Thursday, July 10, 2014

Currently Reading: The Bell Jar

Remember when I said that Ficciones was not an easy read? It's not an easy read, it is hard. I'm struggling and I'm almost ashamed to say I am setting it aside. There are so many books that I still want to read that I don't want to get bogged down by one that I just can't pull myself through. I'll pick it up again one day but for now I have moved on and oh, what a great book I have moved on to.

I feel like this book is one that all girls should read at whatever point in their lives. I'm surprised it has taken me this long to finally read but I think I am at the age where I can appreciate it more thoroughly.

The Bell Jar by Sylvia Plath follows the path of Esther Greenwood, a Smith college student who suffers from depression and mental illness. The story begins when Esther is living in New York City and working at a magazine during the summer before her final year of college. That plot would be story enough, but Plath takes us through Esther's life when she returns home to Massachusetts for the rest of her summer during which time her mental state continues to decline.

I'm over halfway through the book at this point because it is impossible to put down.

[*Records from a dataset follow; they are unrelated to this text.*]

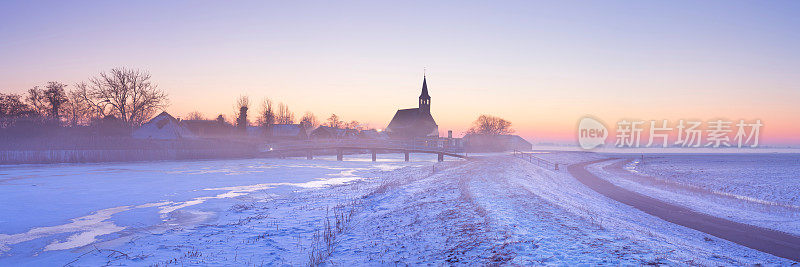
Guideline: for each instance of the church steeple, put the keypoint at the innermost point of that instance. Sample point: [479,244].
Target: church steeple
[424,98]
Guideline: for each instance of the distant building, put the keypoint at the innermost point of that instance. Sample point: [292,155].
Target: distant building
[372,134]
[162,127]
[208,128]
[495,143]
[414,122]
[288,131]
[327,132]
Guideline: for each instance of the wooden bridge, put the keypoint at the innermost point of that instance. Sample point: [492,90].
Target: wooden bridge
[440,147]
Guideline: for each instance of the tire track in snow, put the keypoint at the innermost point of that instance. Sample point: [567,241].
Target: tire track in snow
[766,240]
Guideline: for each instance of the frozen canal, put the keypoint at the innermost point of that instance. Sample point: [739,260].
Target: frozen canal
[45,209]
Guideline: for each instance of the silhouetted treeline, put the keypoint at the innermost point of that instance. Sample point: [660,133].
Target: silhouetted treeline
[111,103]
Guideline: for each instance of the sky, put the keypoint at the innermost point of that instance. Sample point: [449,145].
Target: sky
[541,65]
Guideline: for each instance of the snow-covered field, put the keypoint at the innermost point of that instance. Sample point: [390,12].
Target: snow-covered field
[492,209]
[773,178]
[46,210]
[757,189]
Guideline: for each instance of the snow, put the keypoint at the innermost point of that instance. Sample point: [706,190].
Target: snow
[491,209]
[670,178]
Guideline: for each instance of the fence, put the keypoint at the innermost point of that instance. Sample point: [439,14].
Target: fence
[528,156]
[80,156]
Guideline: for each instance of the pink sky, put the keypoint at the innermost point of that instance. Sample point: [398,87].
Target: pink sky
[541,66]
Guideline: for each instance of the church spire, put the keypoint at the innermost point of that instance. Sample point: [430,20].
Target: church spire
[424,98]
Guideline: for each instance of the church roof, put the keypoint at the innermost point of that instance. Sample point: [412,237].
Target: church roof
[412,122]
[424,93]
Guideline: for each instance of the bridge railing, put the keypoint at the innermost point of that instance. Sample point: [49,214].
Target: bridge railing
[414,144]
[528,156]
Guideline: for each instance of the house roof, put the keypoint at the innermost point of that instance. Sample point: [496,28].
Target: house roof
[163,126]
[288,130]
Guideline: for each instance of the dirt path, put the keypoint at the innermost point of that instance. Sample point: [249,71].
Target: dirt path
[770,241]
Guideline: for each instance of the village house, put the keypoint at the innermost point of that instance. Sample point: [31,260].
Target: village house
[162,127]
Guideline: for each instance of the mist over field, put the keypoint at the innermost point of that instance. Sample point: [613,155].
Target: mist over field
[266,133]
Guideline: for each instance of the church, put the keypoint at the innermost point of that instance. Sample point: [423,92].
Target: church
[414,122]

This morning I had to force myself to get out of bed, not because I was tired but because I just wanted to lay there all day and read about Esther.

The depiction of the way her brain works is clearly drawn and makes her depression understandable. Her suicide attempts are extremely detailed and almost excruciating to read, you feel for her so deeply and you want to help but there's nothing you can do! It's painful but I think it's important for people to read, especially because these scenes are written by a woman who dealt with her own depression and internal demons.

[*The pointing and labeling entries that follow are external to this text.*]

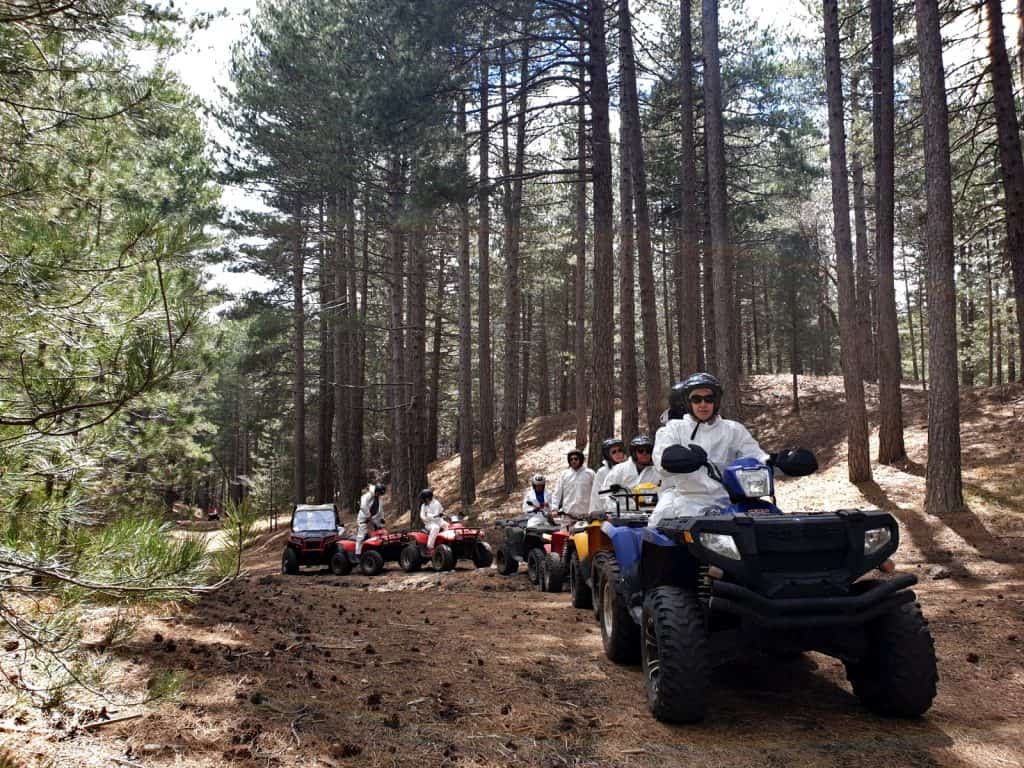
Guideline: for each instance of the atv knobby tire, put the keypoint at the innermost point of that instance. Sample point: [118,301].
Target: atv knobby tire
[534,565]
[371,562]
[898,676]
[582,597]
[620,633]
[340,564]
[596,568]
[411,559]
[482,556]
[552,572]
[443,557]
[676,665]
[505,561]
[290,561]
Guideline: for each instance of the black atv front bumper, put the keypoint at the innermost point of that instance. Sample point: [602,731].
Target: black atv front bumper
[812,612]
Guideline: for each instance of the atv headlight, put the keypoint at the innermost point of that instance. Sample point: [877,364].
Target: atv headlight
[876,539]
[755,482]
[720,544]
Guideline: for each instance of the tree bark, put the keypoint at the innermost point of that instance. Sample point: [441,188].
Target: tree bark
[858,457]
[581,379]
[645,254]
[467,478]
[628,381]
[687,267]
[891,446]
[726,353]
[1011,160]
[943,488]
[298,350]
[488,452]
[602,415]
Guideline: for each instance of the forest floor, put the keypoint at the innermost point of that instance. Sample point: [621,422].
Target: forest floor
[472,669]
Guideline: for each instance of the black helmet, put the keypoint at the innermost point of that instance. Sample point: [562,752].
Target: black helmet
[641,440]
[679,395]
[610,442]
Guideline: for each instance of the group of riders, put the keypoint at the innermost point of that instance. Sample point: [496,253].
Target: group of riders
[689,452]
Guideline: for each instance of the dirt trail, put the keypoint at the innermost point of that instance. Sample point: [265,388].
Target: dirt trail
[473,669]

I won't go in to much more detail so that I'm not repeating myself when I write a review once I finish the novel in it's entirety, but this book is very similar to Pamela Moore's Chocolates for Breakfast so if you enjoyed that, you will enjoy book too.

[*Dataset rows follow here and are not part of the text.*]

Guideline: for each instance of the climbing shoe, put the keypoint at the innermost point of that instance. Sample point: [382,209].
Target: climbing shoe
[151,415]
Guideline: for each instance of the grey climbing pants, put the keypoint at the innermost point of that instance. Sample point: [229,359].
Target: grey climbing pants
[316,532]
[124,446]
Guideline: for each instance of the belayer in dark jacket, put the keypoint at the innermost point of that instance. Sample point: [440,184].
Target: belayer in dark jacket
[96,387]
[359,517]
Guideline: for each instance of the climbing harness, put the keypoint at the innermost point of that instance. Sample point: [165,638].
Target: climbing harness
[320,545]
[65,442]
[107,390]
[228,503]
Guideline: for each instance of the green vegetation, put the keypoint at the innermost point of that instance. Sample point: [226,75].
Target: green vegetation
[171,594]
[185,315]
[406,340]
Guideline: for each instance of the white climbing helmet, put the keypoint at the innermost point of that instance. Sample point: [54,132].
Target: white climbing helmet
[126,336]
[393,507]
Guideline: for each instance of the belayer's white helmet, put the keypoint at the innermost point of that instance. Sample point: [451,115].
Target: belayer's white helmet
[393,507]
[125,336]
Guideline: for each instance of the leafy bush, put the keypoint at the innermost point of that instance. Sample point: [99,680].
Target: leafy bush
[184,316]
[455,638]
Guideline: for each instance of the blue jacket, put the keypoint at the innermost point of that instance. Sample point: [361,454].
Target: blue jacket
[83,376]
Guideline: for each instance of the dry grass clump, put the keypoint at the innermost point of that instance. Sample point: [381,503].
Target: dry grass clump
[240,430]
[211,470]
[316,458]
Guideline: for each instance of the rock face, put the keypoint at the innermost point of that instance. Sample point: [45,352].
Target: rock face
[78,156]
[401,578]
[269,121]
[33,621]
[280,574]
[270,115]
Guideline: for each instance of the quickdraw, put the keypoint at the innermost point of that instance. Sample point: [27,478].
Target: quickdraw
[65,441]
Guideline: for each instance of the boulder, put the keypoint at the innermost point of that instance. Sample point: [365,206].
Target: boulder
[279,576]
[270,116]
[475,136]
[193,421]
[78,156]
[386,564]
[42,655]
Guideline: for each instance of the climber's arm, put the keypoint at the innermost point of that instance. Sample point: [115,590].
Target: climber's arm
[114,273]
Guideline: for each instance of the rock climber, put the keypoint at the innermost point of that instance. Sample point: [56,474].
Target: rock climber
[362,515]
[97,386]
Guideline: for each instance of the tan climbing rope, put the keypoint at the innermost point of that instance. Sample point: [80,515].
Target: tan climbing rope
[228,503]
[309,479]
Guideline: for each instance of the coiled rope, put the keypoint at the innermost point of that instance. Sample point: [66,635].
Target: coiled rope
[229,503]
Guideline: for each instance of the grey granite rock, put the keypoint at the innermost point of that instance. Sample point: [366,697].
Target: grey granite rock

Again, this is a book that many, especially female English majors, have read by the time they hit their twenties and I think that's phenomenal. This is a book that everyone should get their hands. You will find yourself in Esther if you have ever dealt with depression. If you have never had to deal with mental illness, you will be shocked and awed at this depiction of it. I think that in the world today, there is so much discussion of mental illness, that it will do every well to have a great understanding of it. Reading this novel is the perfect way to begin to grasp this issue.